The 54th Massachusetts Regiment was the first black regiment recruited in the North. Col. Robert Gould Shaw, the 25 year old son of very wealthy abolitionist parents, was chosen to command – a position still limited to white men. On July 18 came the supreme test of the courage and valor of these black soldiers; they were chosen to lead the assault on Battery Wagner, a Confederate fort on Morris Island at Charleston. In addressing his soldiers before leading them in a charge across the beach, Colonel Shaw said, “I want you to prove yourselves. The eyes of thousands will look on what you do tonight.”
Mary Smith Peake was an American teacher, humanitarian, and a member of the black elite in Hampton, Virginia, best known for starting a school for the children of former slaves starting in the fall of 1861 under what became known as the Emancipation Oak.
While some blacks chose to join the military, others fought by other means. An American teacher named Mary S. Peake worked to educate the freedmen and “contraband.” She spent her days under a large oak tree teaching others near Fort Monroe in Virginia. (This giant tree is now over 140 years old and called Emancipation Oak). Since Fort Monroe remained under Union control this area was somewhat of a safe location for refugees and runaways to come to. Mary’s school would house around 50 children during the day and 20 adults at night.
Juneteenth (a portmanteau of June and nineteenth) is a holiday celebrating the liberation of those who had been held as slaves in the United States. Originally a Texas state holiday, it is now celebrated annually on the 19th of June throughout the United States, with varying official recognition. Specifically, it commemorates Union army general Gordon Granger announcing federal orders in Galveston, Texas, on June 19, 1865, proclaiming that all people held as slaves in Texas were free.

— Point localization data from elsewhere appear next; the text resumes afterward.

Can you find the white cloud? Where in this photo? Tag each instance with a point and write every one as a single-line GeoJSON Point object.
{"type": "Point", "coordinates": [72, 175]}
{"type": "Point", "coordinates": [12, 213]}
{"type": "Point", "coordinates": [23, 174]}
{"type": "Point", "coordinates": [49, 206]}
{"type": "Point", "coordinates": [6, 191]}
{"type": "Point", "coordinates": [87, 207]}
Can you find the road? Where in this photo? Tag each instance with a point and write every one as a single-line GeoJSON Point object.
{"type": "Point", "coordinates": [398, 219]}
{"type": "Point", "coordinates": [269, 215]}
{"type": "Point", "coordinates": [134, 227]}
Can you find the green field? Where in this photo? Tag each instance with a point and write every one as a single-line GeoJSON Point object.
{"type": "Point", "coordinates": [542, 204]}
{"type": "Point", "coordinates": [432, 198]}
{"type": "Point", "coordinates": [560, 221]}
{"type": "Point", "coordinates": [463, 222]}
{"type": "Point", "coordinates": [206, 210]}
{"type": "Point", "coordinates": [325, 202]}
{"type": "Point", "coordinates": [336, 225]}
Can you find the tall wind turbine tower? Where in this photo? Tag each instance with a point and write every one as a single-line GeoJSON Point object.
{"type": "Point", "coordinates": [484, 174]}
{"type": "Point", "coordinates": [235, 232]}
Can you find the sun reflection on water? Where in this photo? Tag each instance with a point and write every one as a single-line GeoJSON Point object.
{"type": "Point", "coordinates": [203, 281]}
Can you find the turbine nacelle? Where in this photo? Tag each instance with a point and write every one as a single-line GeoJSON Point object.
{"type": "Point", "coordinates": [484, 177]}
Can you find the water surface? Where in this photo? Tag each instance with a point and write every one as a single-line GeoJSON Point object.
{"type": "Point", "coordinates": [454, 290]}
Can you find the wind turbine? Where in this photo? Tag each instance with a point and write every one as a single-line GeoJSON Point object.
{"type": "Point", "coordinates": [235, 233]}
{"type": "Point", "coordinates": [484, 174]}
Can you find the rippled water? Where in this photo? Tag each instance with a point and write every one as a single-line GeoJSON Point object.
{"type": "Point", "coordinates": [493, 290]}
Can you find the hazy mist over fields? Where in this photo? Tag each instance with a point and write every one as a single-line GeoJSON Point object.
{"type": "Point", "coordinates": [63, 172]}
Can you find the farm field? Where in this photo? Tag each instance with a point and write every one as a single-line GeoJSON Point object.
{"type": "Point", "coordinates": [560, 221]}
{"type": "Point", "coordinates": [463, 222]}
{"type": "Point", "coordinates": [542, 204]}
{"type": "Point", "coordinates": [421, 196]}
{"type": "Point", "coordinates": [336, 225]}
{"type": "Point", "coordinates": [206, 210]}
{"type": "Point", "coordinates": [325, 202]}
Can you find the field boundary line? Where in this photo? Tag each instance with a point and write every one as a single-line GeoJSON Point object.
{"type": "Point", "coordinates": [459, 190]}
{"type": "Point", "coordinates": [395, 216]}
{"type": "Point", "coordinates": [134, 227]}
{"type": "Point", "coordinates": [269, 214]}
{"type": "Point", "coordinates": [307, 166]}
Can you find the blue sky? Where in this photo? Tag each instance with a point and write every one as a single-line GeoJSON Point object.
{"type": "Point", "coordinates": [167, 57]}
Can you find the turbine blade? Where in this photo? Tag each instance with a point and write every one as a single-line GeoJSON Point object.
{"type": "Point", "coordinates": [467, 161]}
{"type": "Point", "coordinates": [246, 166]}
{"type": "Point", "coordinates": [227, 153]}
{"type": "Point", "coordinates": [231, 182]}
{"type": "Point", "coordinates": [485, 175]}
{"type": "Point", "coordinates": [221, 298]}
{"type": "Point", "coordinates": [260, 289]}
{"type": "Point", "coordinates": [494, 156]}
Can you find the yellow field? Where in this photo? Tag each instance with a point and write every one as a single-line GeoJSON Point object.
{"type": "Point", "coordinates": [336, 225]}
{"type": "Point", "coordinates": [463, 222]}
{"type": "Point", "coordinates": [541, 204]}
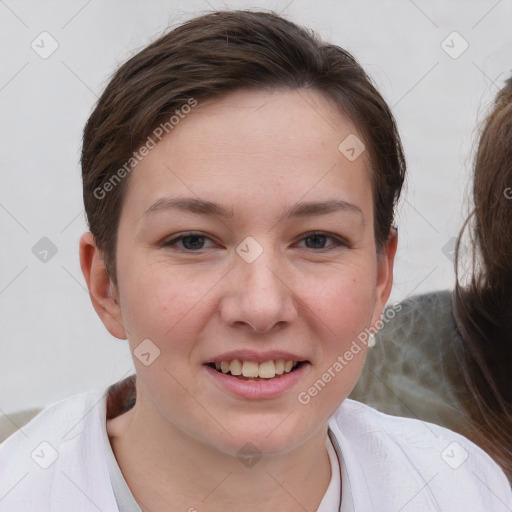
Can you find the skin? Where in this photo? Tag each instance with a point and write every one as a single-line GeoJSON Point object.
{"type": "Point", "coordinates": [256, 153]}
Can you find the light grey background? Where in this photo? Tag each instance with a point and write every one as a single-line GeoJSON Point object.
{"type": "Point", "coordinates": [52, 343]}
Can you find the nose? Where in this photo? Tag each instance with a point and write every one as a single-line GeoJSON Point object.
{"type": "Point", "coordinates": [258, 296]}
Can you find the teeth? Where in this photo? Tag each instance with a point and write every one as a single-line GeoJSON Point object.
{"type": "Point", "coordinates": [251, 369]}
{"type": "Point", "coordinates": [236, 367]}
{"type": "Point", "coordinates": [279, 365]}
{"type": "Point", "coordinates": [267, 370]}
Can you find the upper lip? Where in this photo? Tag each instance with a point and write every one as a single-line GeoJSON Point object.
{"type": "Point", "coordinates": [257, 357]}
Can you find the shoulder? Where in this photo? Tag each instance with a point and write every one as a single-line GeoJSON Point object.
{"type": "Point", "coordinates": [52, 448]}
{"type": "Point", "coordinates": [407, 458]}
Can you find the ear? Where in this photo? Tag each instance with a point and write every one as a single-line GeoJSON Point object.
{"type": "Point", "coordinates": [385, 260]}
{"type": "Point", "coordinates": [101, 289]}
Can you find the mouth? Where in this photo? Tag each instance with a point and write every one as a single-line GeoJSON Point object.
{"type": "Point", "coordinates": [251, 370]}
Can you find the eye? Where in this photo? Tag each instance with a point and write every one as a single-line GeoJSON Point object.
{"type": "Point", "coordinates": [194, 242]}
{"type": "Point", "coordinates": [191, 242]}
{"type": "Point", "coordinates": [319, 238]}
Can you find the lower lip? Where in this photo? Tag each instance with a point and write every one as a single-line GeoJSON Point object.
{"type": "Point", "coordinates": [258, 389]}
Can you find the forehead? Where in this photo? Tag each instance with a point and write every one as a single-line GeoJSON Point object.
{"type": "Point", "coordinates": [272, 147]}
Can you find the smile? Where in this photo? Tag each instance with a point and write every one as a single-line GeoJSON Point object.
{"type": "Point", "coordinates": [252, 370]}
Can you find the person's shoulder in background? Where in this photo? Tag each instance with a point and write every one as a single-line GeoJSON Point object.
{"type": "Point", "coordinates": [415, 368]}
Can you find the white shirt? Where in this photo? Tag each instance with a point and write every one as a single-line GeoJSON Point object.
{"type": "Point", "coordinates": [58, 462]}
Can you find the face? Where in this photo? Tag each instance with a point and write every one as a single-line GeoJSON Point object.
{"type": "Point", "coordinates": [263, 276]}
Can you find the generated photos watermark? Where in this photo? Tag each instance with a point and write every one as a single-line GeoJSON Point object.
{"type": "Point", "coordinates": [304, 397]}
{"type": "Point", "coordinates": [158, 133]}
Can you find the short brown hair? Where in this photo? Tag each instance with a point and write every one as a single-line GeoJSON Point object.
{"type": "Point", "coordinates": [213, 55]}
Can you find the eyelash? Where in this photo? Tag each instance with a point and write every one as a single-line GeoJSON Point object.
{"type": "Point", "coordinates": [338, 242]}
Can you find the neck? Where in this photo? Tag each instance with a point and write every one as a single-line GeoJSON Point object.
{"type": "Point", "coordinates": [166, 469]}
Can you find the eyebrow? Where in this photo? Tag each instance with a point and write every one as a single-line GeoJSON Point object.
{"type": "Point", "coordinates": [203, 207]}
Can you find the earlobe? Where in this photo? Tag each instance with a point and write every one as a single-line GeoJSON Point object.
{"type": "Point", "coordinates": [101, 290]}
{"type": "Point", "coordinates": [385, 261]}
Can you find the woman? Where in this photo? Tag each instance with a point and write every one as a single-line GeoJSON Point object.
{"type": "Point", "coordinates": [445, 357]}
{"type": "Point", "coordinates": [240, 178]}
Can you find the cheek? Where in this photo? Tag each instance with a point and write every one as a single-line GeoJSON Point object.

The Emancipation Proclamation had officially outlawed slavery in Texas and the other states then in rebellion against the U.S. almost two and a half years earlier, but Texas was the most remote of the slave states, with a low presence of Union troops, so enforcement there had been slow and inconsistent before Granger’s announcement. Although Juneteenth is commonly thought of as celebrating the end of slavery in the United States, it was still legal and practiced in Union border states until December 6, 1865, when ratification of the Thirteenth Amendment to the Constitution abolished non-penal slavery nationwide.
Despite the political gains represented by the Emancipation Proclamation, however, the North’s military prospects in the East remained bleak as Lee’s Army of Northern Virginia continued to maul the Union Army of the Potomac, first at Fredericksburg, Virginia, in December 1862 and then at Chancellorsville in May 1863. But Chancellorsville, although one of Lee’s most brilliant military victories, was also one of his most costly. His most valued lieutenant, General “Stonewall” Jackson, was mistakenly shot and killed by his own men.
The war was far from over, but increasingly, the writing was on the wall – the North’s will to fight was just as strong as any rebel in the South, but the North had the economic drive and manpower to go the distance.